Bug 1642440

Summary: HE restore code must base upon vds_unique_id table instead of hw_uuid
Product: [oVirt] ovirt-hosted-engine-setup Reporter: Polina <pagranat>
Component: GeneralAssignee: Simone Tiraboschi <stirabos>
Status: CLOSED CURRENTRELEASE QA Contact: Polina <pagranat>
Severity: high Docs Contact:
Priority: urgent    
Version: 2.2.24CC: bugs, stirabos
Target Milestone: ovirt-4.2.7Flags: rule-engine: ovirt-4.2+
rule-engine: blocker+
Target Release: ---   
Hardware: x86_64   
OS: Linux   
Whiteboard:
Fixed In Version: ovirt-hosted-engine-setup-2.2.30-1.el7ev Doc Type: If docs needed, set a value
Doc Text:
Story Points: ---
Clone Of: Environment:
Last Closed: 2018-11-02 14:28:37 UTC Type: Bug
Regression: --- Mount Type: ---
Documentation: --- CRM:
Verified Versions: Category: ---
oVirt Team: Integration RHEL 7.3 requirements from Atomic Host:
Cloudforms Team: --- Target Upstream Version:
Embargoed:
Bug Depends On:    
Bug Blocks: 1568841, 1641603    
Attachments:
Description Flags
ovirt-hosted-engine-setup none

Description Polina 2018-10-24 12:24:13 UTC
Created attachment 1497012 [details]
ovirt-hosted-engine-setup

Description of problem:
In some specific cases, it could be the environment with the same host uuid in hw_uuid table. in vds_unique_id the ids are unique because for the problematic host we use workaround before the installation: uuidgen > /etc/vdsm/vdsm.id. The example of such environment is compute-ge-he-4.scl.lab.tlv.redhat.com using three hosts - cougar03.scl.lab.tlv.redhat.com, cougar04.scl.lab.tlv.redhat.com, cougar05.scl.lab.tlv.redhat.com.
While the first install the hosts are installed in engine after running the 'uuidgen > /etc/vdsm/vdsm.id' workaround. But then it fails while the backup/restore procedure.

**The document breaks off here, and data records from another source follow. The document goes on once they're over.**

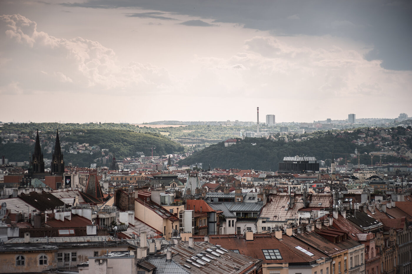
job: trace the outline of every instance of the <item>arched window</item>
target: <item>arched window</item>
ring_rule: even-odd
[[[47,264],[47,256],[46,255],[42,255],[39,259],[39,264],[40,265]]]
[[[24,265],[24,257],[20,255],[16,259],[16,265]]]

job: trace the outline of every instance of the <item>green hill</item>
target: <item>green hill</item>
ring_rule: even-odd
[[[354,153],[355,149],[357,148],[361,154],[360,163],[370,164],[370,157],[364,153],[375,151],[376,149],[373,144],[359,146],[352,143],[353,139],[358,139],[357,135],[360,132],[359,130],[335,132],[335,135],[330,132],[316,132],[311,139],[302,142],[292,141],[288,142],[285,142],[283,139],[274,141],[262,138],[246,138],[228,147],[225,147],[224,143],[222,142],[195,152],[191,156],[179,161],[178,164],[181,165],[202,163],[204,166],[208,167],[210,164],[212,168],[253,169],[274,171],[278,170],[279,163],[285,156],[314,156],[318,160],[325,160],[331,158],[333,153],[335,158],[344,158],[345,155],[344,153]],[[370,135],[373,136],[375,134],[372,132]],[[394,137],[396,140],[396,136]],[[409,143],[411,139],[408,139]],[[357,164],[357,159],[351,159],[349,156],[346,156],[352,163]],[[376,158],[374,160],[376,160]],[[403,158],[392,156],[382,157],[382,160],[406,161]],[[326,163],[329,165],[330,160],[326,160]]]
[[[110,152],[115,153],[117,159],[134,156],[137,151],[143,151],[146,155],[151,155],[152,150],[147,148],[152,147],[154,148],[154,156],[185,151],[185,148],[182,145],[157,133],[110,129],[76,129],[71,135],[65,135],[62,130],[59,132],[61,143],[65,141],[80,144],[87,143],[90,146],[98,146],[101,149],[108,149]],[[79,134],[79,132],[81,134]],[[53,133],[55,132],[53,131]],[[49,139],[45,143],[42,144],[45,158],[51,158],[52,154],[47,153],[44,148],[48,144],[54,145],[54,140]],[[65,162],[72,163],[79,166],[89,166],[94,162],[94,159],[102,156],[100,152],[94,154],[70,154],[68,153],[68,145],[63,146],[63,148],[66,150],[63,153]],[[34,146],[25,143],[0,143],[0,156],[4,155],[11,161],[27,161],[29,159],[29,153],[33,153],[34,149]]]

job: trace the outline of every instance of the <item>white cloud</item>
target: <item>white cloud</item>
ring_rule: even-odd
[[[158,92],[171,83],[164,69],[136,62],[121,66],[113,51],[98,42],[81,37],[54,37],[37,31],[35,22],[20,14],[0,16],[0,30],[3,46],[12,53],[8,65],[2,68],[25,68],[20,74],[0,77],[3,86],[18,80],[27,90],[116,91],[121,95],[130,91]],[[12,50],[16,47],[21,47],[18,49],[24,51],[23,56]]]

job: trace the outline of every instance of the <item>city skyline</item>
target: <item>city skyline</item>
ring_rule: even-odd
[[[329,3],[2,2],[0,121],[412,115],[412,4]]]

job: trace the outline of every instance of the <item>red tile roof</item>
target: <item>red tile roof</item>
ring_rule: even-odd
[[[215,212],[204,200],[187,200],[186,202],[186,209],[187,210],[194,210],[195,212],[200,212],[201,207],[202,212]]]
[[[203,241],[204,237],[195,237],[195,241]],[[263,260],[264,263],[282,263],[306,262],[307,261],[286,245],[269,234],[255,234],[253,241],[246,241],[246,238],[238,235],[211,235],[209,242],[218,244],[230,250],[239,250],[242,255]],[[282,259],[267,259],[262,249],[279,249]],[[297,251],[298,251],[297,249]]]
[[[408,215],[412,216],[412,201],[396,202],[395,204],[396,207],[399,208]]]

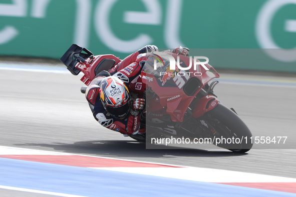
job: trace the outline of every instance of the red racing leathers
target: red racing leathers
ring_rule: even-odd
[[[145,63],[145,58],[137,58],[141,54],[157,50],[155,46],[148,46],[130,54],[109,70],[110,74],[117,76],[125,83],[127,87],[141,73]],[[102,72],[92,81],[86,92],[86,98],[95,118],[103,126],[130,136],[140,129],[140,113],[133,112],[132,107],[129,114],[123,119],[111,116],[104,109],[100,100],[100,85],[103,78],[108,76],[108,72]]]

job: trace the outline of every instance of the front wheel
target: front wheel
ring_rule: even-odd
[[[220,103],[203,116],[212,128],[212,144],[234,152],[243,153],[252,148],[251,132],[233,111]]]

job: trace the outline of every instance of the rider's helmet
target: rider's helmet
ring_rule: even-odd
[[[102,80],[100,98],[104,108],[112,116],[121,119],[128,114],[130,94],[125,84],[117,77],[110,76]]]

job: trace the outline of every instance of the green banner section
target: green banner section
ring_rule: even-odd
[[[74,43],[121,58],[149,44],[257,48],[250,63],[215,65],[209,56],[210,63],[296,72],[295,12],[294,0],[2,0],[0,55],[58,59]],[[219,58],[231,55],[219,51]],[[252,61],[257,56],[264,64]]]

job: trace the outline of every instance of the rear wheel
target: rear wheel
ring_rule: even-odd
[[[251,132],[230,108],[218,103],[203,118],[213,128],[211,132],[214,145],[239,153],[247,152],[252,148]]]

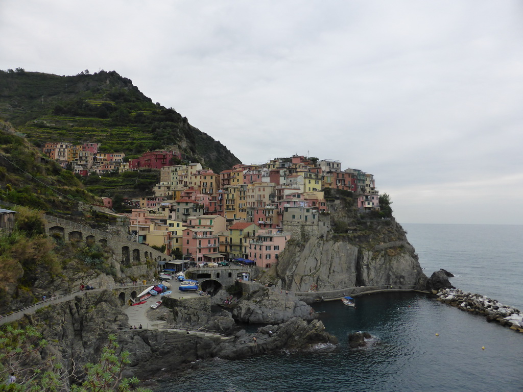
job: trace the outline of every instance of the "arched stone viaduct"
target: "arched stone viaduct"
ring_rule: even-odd
[[[143,244],[129,241],[122,236],[114,235],[101,230],[55,216],[45,215],[46,234],[59,236],[65,240],[99,243],[110,248],[115,258],[124,265],[131,266],[153,260],[167,261],[168,256]]]

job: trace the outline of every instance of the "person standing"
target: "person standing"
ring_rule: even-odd
[[[13,384],[15,381],[16,381],[16,377],[15,377],[15,372],[13,372],[11,373],[11,375],[7,377],[7,380],[5,383],[8,385],[10,384]]]

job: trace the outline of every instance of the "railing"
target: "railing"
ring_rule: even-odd
[[[31,305],[30,306],[28,306],[27,307],[21,309],[19,310],[16,310],[16,312],[13,312],[5,315],[0,315],[0,325],[4,324],[6,322],[10,322],[11,321],[19,320],[24,317],[24,315],[32,314],[38,309],[45,307],[46,306],[48,306],[51,305],[58,305],[58,304],[60,304],[63,302],[71,301],[77,295],[83,295],[86,293],[96,293],[103,291],[103,290],[117,290],[118,289],[127,289],[128,287],[138,289],[150,287],[151,285],[150,284],[138,284],[134,285],[131,283],[125,283],[124,284],[110,285],[108,287],[101,289],[93,289],[89,290],[76,290],[75,291],[73,291],[71,293],[62,294],[62,295],[59,295],[58,296],[53,296],[49,298],[46,298],[45,301],[40,301],[40,302]]]

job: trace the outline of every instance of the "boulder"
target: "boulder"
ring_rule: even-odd
[[[262,287],[240,301],[232,311],[233,317],[243,322],[280,324],[293,317],[312,320],[312,308],[291,292],[276,287]]]
[[[433,273],[427,281],[427,286],[425,287],[427,291],[439,289],[456,289],[450,284],[449,278],[441,270]]]
[[[366,339],[372,337],[368,332],[356,332],[349,334],[349,347],[351,349],[357,347],[366,347],[368,344]]]

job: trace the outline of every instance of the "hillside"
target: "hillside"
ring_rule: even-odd
[[[87,71],[87,70],[86,70]],[[240,160],[172,108],[153,103],[115,71],[58,76],[0,71],[0,119],[41,147],[47,141],[101,143],[128,159],[172,148],[215,172]]]

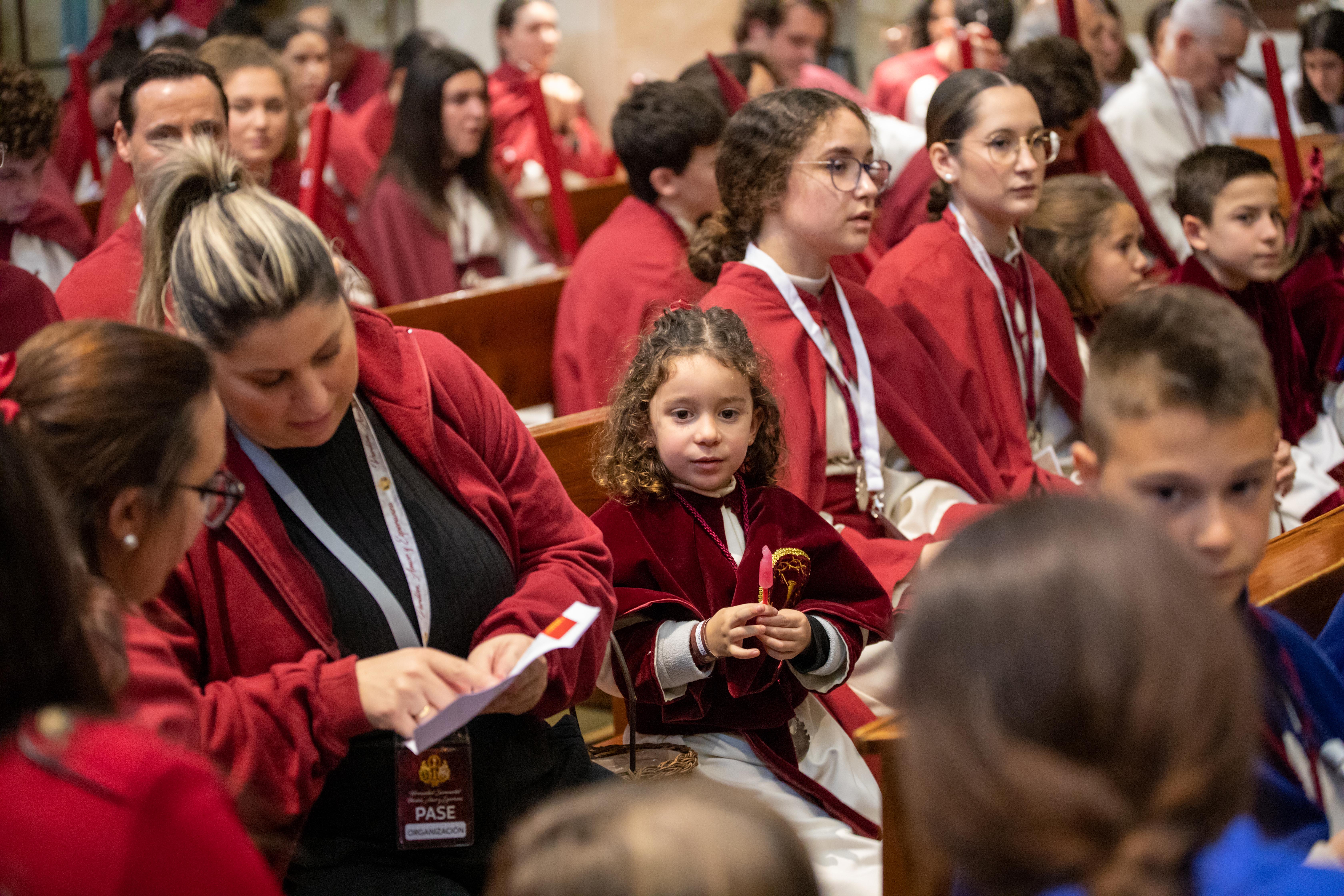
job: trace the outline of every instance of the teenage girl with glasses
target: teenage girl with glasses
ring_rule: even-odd
[[[1017,224],[1036,211],[1059,136],[1025,87],[977,69],[934,91],[927,146],[931,220],[883,257],[868,289],[922,343],[952,349],[949,384],[973,372],[991,411],[974,422],[996,462],[1035,462],[1052,488],[1071,472],[1083,368],[1068,302]]]
[[[899,604],[923,548],[1005,496],[1011,477],[939,377],[953,361],[832,271],[867,244],[887,173],[852,102],[824,90],[758,97],[723,133],[723,210],[700,226],[689,261],[716,281],[702,308],[735,312],[774,364],[790,458],[780,485],[841,528]],[[884,704],[864,664],[856,689]]]

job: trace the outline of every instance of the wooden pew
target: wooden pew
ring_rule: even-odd
[[[606,493],[593,481],[593,445],[605,419],[606,408],[598,407],[532,427],[532,437],[570,500],[589,516],[606,504]]]
[[[1284,149],[1278,144],[1277,137],[1235,137],[1236,145],[1242,149],[1250,149],[1258,152],[1259,154],[1269,159],[1270,164],[1274,165],[1274,173],[1278,175],[1278,204],[1284,210],[1284,216],[1288,218],[1293,214],[1293,196],[1289,195],[1288,189],[1288,171],[1284,168]],[[1306,168],[1306,163],[1312,157],[1312,150],[1317,146],[1324,152],[1325,149],[1333,146],[1339,142],[1337,134],[1308,134],[1305,137],[1297,138],[1297,154],[1302,157],[1302,177],[1309,177],[1310,173]]]
[[[579,244],[593,235],[612,211],[621,204],[621,200],[630,195],[630,183],[625,175],[612,177],[595,177],[583,187],[564,191],[570,195],[570,207],[574,210],[574,228],[579,232]],[[542,224],[551,249],[559,255],[559,244],[555,240],[555,220],[551,218],[551,200],[548,196],[532,196],[526,199],[532,214]]]
[[[882,892],[883,896],[946,896],[952,868],[911,825],[900,790],[900,720],[886,716],[853,732],[860,755],[882,762]]]
[[[1344,594],[1344,508],[1271,539],[1255,571],[1250,596],[1302,626],[1313,638]]]
[[[434,330],[453,340],[513,407],[551,400],[555,309],[569,277],[554,274],[504,289],[464,289],[382,309],[394,324]]]

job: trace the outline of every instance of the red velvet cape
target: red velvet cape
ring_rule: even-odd
[[[903,52],[899,56],[891,56],[878,63],[878,67],[872,70],[868,99],[874,109],[905,120],[906,97],[909,97],[914,82],[925,75],[933,75],[938,81],[942,81],[950,74],[938,62],[937,44],[911,50],[910,52]]]
[[[24,751],[0,737],[0,891],[280,896],[200,756],[117,721],[75,717],[59,740],[20,725]]]
[[[1036,308],[1046,341],[1046,380],[1055,398],[1078,420],[1083,395],[1083,367],[1068,301],[1046,270],[1023,253],[1036,287]],[[921,224],[899,246],[887,253],[868,278],[882,302],[900,317],[921,343],[946,345],[957,367],[945,375],[962,382],[972,371],[980,406],[988,416],[973,416],[977,426],[993,431],[985,445],[1000,469],[1017,473],[1038,469],[1027,439],[1027,415],[1021,406],[1017,367],[1008,330],[1004,326],[993,283],[976,265],[970,247],[957,232],[952,212],[941,220]],[[1004,278],[1009,302],[1016,278]],[[1071,484],[1046,474],[1042,484],[1073,490]]]
[[[552,261],[530,215],[513,203],[509,226],[543,261]],[[434,227],[391,175],[379,177],[359,214],[359,236],[374,259],[382,305],[401,305],[458,290],[460,273],[448,235]]]
[[[56,305],[67,321],[106,317],[132,322],[140,271],[145,259],[140,249],[144,228],[134,214],[87,258],[75,262],[56,287]]]
[[[460,349],[429,330],[394,326],[351,306],[359,384],[387,427],[434,484],[499,540],[515,591],[476,630],[472,646],[499,634],[536,635],[574,600],[601,609],[578,645],[550,657],[532,715],[546,717],[591,693],[616,610],[612,560],[601,533],[569,500],[508,400]],[[136,681],[171,680],[173,662],[195,684],[204,754],[235,793],[247,786],[294,822],[368,731],[353,656],[332,634],[321,580],[293,545],[266,482],[230,437],[226,467],[247,488],[228,523],[202,531],[146,617],[161,650],[128,642]],[[128,639],[129,641],[129,639]],[[128,707],[172,719],[181,697]]]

Version-Release number of selected component (if applicable):found in 4.2.7. though relevant to all versions.


How reproducible:100%


Steps to Reproduce:
1. on all 3 hosts:
yum install http://download.eng.bos.redhat.com/brewroot/packages/ovirt-hosted-engine-setup/2.2.29/1.el7ev/noarch/ovirt-hosted-engine-setup-2.2.29-1.el7ev.noarch.rpm

2. 
[root@compute-ge-he-4 ~]# engine-backup --mode=backup --file=backup_compute-he-4 --log=log_compute-he-4_backup4.2
Backing up:
Notifying engine
- Files
- Engine database 'engine'
- DWH database 'ovirt_engine_history'
Packing into file 'backup_compute-he-4'
Notifying engine
Done.

3. Copy aside
4. Insert environment into global maintenance. 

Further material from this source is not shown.